Before ancient Egyptians refined the Great Sphinx of Giza, natural forces may have helped carve the iconic monument's massive feline shape out of a single mass of limestone.

Fluid dynamics experiments reveal the structure's 'reclined lion' shape could have been carved not by human hands, but fast-flowing wind.

"Our findings offer a possible 'origin story' for how Sphinx-like formations can come about from erosion," says experimental physicist and applied mathematician Leif Ristroph from New York University.

"Our laboratory experiments showed that surprisingly Sphinx-like shapes can, in fact, come from materials being eroded by fast flows."

Speculation over nature's hand in carving the Sphinx isn't new. As far back as the 1950s, it's been suggested the statue's body may have been weathered by ancient waters.

While there is sufficient evidence to discount the possibility of rains or floods being responsible, other experts have suggested wind – though less powerful – may have scoured the overall shape out of the right mix of rocks.

This idea dates back to the early 1980s, with a scenario suggested by a former NASA geologist named Farouk El-Baz.
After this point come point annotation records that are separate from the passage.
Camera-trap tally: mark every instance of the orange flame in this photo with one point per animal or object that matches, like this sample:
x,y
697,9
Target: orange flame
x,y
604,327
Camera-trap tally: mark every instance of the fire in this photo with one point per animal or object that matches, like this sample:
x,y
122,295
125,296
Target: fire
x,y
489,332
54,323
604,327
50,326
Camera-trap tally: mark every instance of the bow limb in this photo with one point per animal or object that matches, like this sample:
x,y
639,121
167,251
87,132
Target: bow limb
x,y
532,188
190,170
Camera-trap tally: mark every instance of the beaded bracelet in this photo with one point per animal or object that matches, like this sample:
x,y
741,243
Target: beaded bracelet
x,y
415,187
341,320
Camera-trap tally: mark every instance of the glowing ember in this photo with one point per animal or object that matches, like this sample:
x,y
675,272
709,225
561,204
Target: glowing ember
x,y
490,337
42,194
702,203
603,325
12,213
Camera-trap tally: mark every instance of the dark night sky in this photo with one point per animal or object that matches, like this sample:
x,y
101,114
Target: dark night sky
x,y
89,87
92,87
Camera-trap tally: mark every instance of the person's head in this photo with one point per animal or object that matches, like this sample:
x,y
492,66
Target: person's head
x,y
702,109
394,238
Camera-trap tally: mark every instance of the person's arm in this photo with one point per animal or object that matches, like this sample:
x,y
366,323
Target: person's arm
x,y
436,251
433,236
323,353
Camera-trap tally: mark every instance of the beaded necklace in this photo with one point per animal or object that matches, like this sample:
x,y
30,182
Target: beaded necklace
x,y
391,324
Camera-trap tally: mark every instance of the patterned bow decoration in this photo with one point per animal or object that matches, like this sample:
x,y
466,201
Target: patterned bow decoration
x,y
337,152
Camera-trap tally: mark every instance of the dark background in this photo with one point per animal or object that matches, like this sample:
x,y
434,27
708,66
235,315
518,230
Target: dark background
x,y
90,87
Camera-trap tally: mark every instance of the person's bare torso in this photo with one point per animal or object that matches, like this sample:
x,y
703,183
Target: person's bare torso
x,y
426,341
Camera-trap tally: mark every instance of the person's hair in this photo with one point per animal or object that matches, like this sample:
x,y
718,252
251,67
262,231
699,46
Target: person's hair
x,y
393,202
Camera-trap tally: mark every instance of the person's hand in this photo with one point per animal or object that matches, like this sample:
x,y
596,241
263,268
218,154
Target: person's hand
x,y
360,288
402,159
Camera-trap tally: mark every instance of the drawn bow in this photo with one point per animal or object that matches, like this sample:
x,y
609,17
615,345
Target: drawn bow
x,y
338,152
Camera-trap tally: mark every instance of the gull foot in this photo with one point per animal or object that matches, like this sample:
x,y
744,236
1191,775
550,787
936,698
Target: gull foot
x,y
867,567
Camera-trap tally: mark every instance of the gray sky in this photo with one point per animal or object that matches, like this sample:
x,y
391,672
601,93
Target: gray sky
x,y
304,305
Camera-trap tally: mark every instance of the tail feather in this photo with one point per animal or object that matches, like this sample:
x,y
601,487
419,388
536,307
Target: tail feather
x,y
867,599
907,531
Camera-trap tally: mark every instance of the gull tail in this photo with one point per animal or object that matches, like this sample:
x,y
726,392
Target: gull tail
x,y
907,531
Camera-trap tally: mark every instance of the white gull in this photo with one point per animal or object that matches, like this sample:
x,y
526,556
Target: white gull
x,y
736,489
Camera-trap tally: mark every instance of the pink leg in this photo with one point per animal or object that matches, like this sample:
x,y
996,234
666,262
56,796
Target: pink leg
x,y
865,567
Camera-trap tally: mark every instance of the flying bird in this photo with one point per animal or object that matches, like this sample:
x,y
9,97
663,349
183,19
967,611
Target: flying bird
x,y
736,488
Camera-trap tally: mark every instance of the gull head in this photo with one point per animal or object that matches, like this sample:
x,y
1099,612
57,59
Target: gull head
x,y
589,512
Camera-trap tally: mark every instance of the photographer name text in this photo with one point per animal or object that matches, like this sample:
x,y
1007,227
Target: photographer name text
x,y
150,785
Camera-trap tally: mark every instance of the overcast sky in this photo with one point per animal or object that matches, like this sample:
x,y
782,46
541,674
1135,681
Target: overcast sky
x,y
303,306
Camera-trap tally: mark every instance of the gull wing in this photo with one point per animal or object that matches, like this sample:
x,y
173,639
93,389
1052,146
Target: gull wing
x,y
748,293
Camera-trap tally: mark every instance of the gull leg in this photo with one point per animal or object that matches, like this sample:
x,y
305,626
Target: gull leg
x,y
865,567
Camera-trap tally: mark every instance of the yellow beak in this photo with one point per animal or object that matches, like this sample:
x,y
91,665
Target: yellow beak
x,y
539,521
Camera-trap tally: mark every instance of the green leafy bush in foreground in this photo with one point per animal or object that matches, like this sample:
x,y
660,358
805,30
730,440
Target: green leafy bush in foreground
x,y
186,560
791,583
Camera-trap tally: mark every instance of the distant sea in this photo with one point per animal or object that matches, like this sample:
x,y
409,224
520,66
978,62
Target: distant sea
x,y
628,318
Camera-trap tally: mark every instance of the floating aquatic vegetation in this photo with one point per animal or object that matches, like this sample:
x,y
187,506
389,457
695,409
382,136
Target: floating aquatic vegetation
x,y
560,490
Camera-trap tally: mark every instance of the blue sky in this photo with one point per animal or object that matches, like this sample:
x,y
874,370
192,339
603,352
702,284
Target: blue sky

"The ancient engineers may have elected to reshape its head in the image of their king," wrote El-Baz in 2001. "They also gave it a convincingly lion-like body, inspired by forms they encountered in the desert. To do so, they had to dig a moat around the natural protrusion."

Ristroph and colleagues washed chunks of clay containing a mixture of soft and hard bits in fast-flowing streams of water to replicate the wind's force to see what shapes would emerge.

They based the water's movements on conditions in the area 4,500 years ago (the Sphinx's contentious age), and used dye to help track the dynamic flows around the eroding clay.

Sphinx like blob of rock orange with lines indicating currents flowing around it.
The weathering process in the lab with orange lines indicating the path of currents. (NYU's Applied Mathematics Laboratory)

The resulting shapes resemble yardangs, contorted hunks of stone seen in many desert regions where winds scoop up sands to hurl at every obstacle. Eventually, this sandblasting can shape even the hardest and most massive rock formations into convoluted structures.

Mushroom shaped rock formation towering over a desert landscape
A complex yardang from the White Desert in Egypt. (Petr Svarc/UIG/Getty Images)

"There are, in fact, yardangs in existence today that look like seated or lying animals, lending support to our conclusions," says Ristroph.

A bunny-like yardang, Farafra, Egypt. (Mariusz Kluzniak/Moment/Getty Images)

The irregular juts, nooks, curves, and textures of yardangs are designed by a combination of wind strength, angle, and frequency, as well as the composition of the stone: softer parts of the rock erode first leaving randomly shaped harder parts exposed to divert the wind flows.

In the Sphinx's case, faster flows were funneled together by the harder 'head' and 'paws' to hit the deepest carved prevailing-wind-facing part of the limestone monolith – the 'neck' – before the air streams split to flow around the big cat shoulders.

chunk of orange clay with lines indicating movement of water flow around it
The weathering process in the lab from above. (NYU's Applied Mathematics Laboratory)

"These compounding effects could explain the locally high shear stress and high erosion rate just under the head and hence why strong carving digs the neck and reveals the paws," the researchers explain in their paper.

The Sphinx's erosion continues today.

As El-Baz had previously pointed out, without a deep understanding and influence of nature the marvels that are the Egyptian monuments would not have survived their harsh environment for long.

"Had the ancients built their monuments in the shape of a cube, a rectangle, or even a stadium," El-Baz noted, "they would have been erased by the ravages of wind erosion long ago."

Instead, the impressive structure still towers 20 meters (66 feet) high and about 73 meters long, having far outlasted the knowledge of its intended meaning.

This research has been published in Physical Review Fluids.